Metsamor-2 shut down yesterday, 10 days before a planned shutdown for refueling, after power failures on a major line between Armenia and Iran. The plant is expected to get started up again this summer. The sixth EC-Armenia Metsamor NPP Working Group Meeting is planned for this summer in Yerevan. Armenia's apparent inclination to keep Metsamor operating past 2004 will surely be prominently discussed.

February 20, 2003

"No matter who runs Metsamor, its equipment is obsolete and it continues to be a source of danger for the whole region." That's what Azerbaijan's international relations head, Novruz Mammadov, was quoted as saying in Russian-language report out of the Trend News Agency in Baku. Financial control of the Metsamor plant was recently transferred from Armenia to Russia. [Source: BBC Monitoring, "Azerbaijan Insists Armenian Nuclear Plant is Threat to Region", Feb 20, 2003]

* "The Metzamor plant sits on top of an earthquake zone and according to the European Union, its biggest critic, is a disaster waiting to happen... Armenia and Bulgaria have the most dangerous nuclear plants in Europe, according to a November 2001 study based on security, site, finance and age, by the Austrian Institute for Applied Ecology." [Source: Agence France Presse, "Armenia powers down nuclear power station after incident", June 27, 2002]

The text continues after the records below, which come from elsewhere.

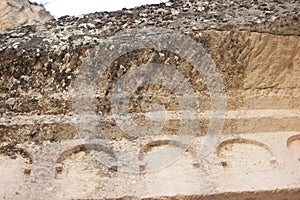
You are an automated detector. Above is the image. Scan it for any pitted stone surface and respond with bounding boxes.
[0,0,300,200]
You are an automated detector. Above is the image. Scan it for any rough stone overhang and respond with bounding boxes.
[0,1,300,200]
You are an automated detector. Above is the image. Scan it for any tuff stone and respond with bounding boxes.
[0,0,300,199]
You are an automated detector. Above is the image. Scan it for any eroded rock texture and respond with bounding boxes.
[0,0,53,31]
[0,0,300,199]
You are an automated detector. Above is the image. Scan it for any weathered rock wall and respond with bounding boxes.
[0,1,300,199]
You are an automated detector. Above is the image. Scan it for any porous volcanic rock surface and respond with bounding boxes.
[0,0,300,199]
[0,0,53,31]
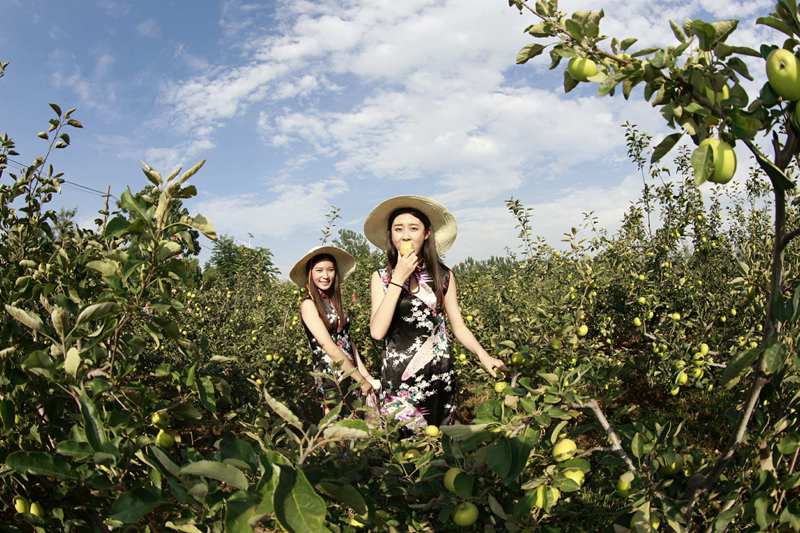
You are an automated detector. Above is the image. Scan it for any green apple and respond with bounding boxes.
[453,502,478,527]
[156,429,175,450]
[698,137,736,184]
[14,496,30,513]
[567,57,597,81]
[617,472,633,496]
[31,502,44,518]
[150,411,170,428]
[533,485,561,509]
[397,241,414,257]
[553,439,578,462]
[442,466,461,493]
[564,468,585,487]
[767,48,800,100]
[703,85,731,105]
[403,448,422,461]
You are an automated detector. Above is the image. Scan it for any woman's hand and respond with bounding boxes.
[361,378,373,396]
[392,252,419,285]
[478,354,507,378]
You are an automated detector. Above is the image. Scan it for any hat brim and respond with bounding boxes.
[364,195,458,253]
[289,246,356,288]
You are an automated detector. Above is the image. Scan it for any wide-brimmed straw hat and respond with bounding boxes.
[289,246,356,287]
[364,195,458,253]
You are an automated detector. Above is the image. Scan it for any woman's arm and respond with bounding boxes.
[444,271,505,378]
[300,300,372,394]
[369,252,417,340]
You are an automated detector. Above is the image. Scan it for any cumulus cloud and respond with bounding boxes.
[136,19,161,38]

* Russian specialists have said they can guarantee accident-free operation of Metzamor-2 until 2016.

* Armenia signed an agreement with the European Union to close Metzamor, seen as potentially dangerous because of its location in an earthquake zone, by 2004, but there are concerns that the country may not now honour that commitment. Armenian President Robert Kocharian said he wanted to shut down the Metzamor plant, but insisted a decision about a closure date could only be taken "in parallel" with the search for viable alternative sources of energy for Armenia. He said the decision would be based "not just based on Armenia's international commitments ... (but) on the interests of Armenia itself." Vardan Movsesian, head of the country's energy regulation committee, rejected as insufficient a proposed EU loan of 100 million euros (88 million dollars) to pay for mothballing the plant and creating alternative energy sources. Building a new power plant would cost between 600 and 1,200 million dollars, according to Movsesian.

* 2000 - In preparing the UNSCEAR 2000 report on "Sources and Effects of Ionizing Radiation", the United Nations Scientific Committee on the Effects of Atomic Radiation sent every member nation a Survey of Exposures, asking expert quantification of the radiation exposures to populations in that nation from natural radiation sources. The respondents for Armenia were A. Martirosyan and A. Avetisyan (Armenian Nuclear Regulatory Authority, Yerevan).